Salehi wyraził też przekonanie, że "jeśli nadal będziemy stawiać opór, opozycja wobec naszego programu nuklearnego zacznie się kruszyć". Powiedział też, że Teheran musi kontynuować realizację swych celów "już choćby ze względów gospodarczych" - produkcja prądu elektrycznego w elektrowni atomowej jest znacznie tańsza niż w elektrowniach konwencjonalnych.
W najbliższy weekend do reaktora o mocy 1000 megawatów w wybudowanej przez Rosjan elektrowni atomowej w irańskim Buszerze ma zostać załadowane paliwo nuklearne. W ciągu najbliższych sześciu miesięcy elektrownia ma osiągnąć pełną wydajność.
Zachód podejrzewa Iran o dążenie do wejścia w posiadanie broni nuklearnej i domaga się od Teheranu wstrzymania prac nad wzbogacaniem uranu. Teheran konsekwentnie twierdzi, że jego program nuklearny ma wyłącznie charakter pokojowy.Tymczasem Rosja zdecydowanie broni pierwszej elektrowni atomowej w Iranie. Rosyjski minister spraw zagranicznych Siergiej Ławrow oświadczył, że elektrownia w Buszerze "jest absolutnie wolna od ryzyka rozprzestrzeniania" broni masowego rażenia. - Pogląd ten podzielają wszyscy przywódcy krajów zachodnich - dodał w czasie szczytu w czarnomorskim Soczi. W sobotę Rosja ma zacząć ładować paliwo nuklearne do reaktora elektrowni. W uroczystości otwarcia ma uczestniczyć m.in. szef Rosatomu Siergiej Kirijenko.

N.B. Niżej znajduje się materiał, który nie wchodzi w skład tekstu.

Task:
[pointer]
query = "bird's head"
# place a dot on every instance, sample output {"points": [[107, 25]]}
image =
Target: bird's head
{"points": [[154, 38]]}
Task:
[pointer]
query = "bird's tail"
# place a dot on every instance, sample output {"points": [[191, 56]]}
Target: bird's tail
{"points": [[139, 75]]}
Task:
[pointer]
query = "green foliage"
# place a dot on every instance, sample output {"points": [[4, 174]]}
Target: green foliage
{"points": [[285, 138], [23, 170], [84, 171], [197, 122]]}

Oficjalnie budowę elektrowni zakończono w lutym, a Rosja dostarczyła już do Buszeru niezbędne paliwo. Pozostało jedynie wszczęcie procedury technicznej, która ma na celu przetestowanie urządzeń. Budowę elektrowni rozpoczęła niemiecka firma Siemens jeszcze przed irańską rewolucją 1979 roku. Przerwano ją zaraz po wybuchu wojny irańsko-irackiej w 1980 roku, a Rosja w 1994 roku wznowiła budowę.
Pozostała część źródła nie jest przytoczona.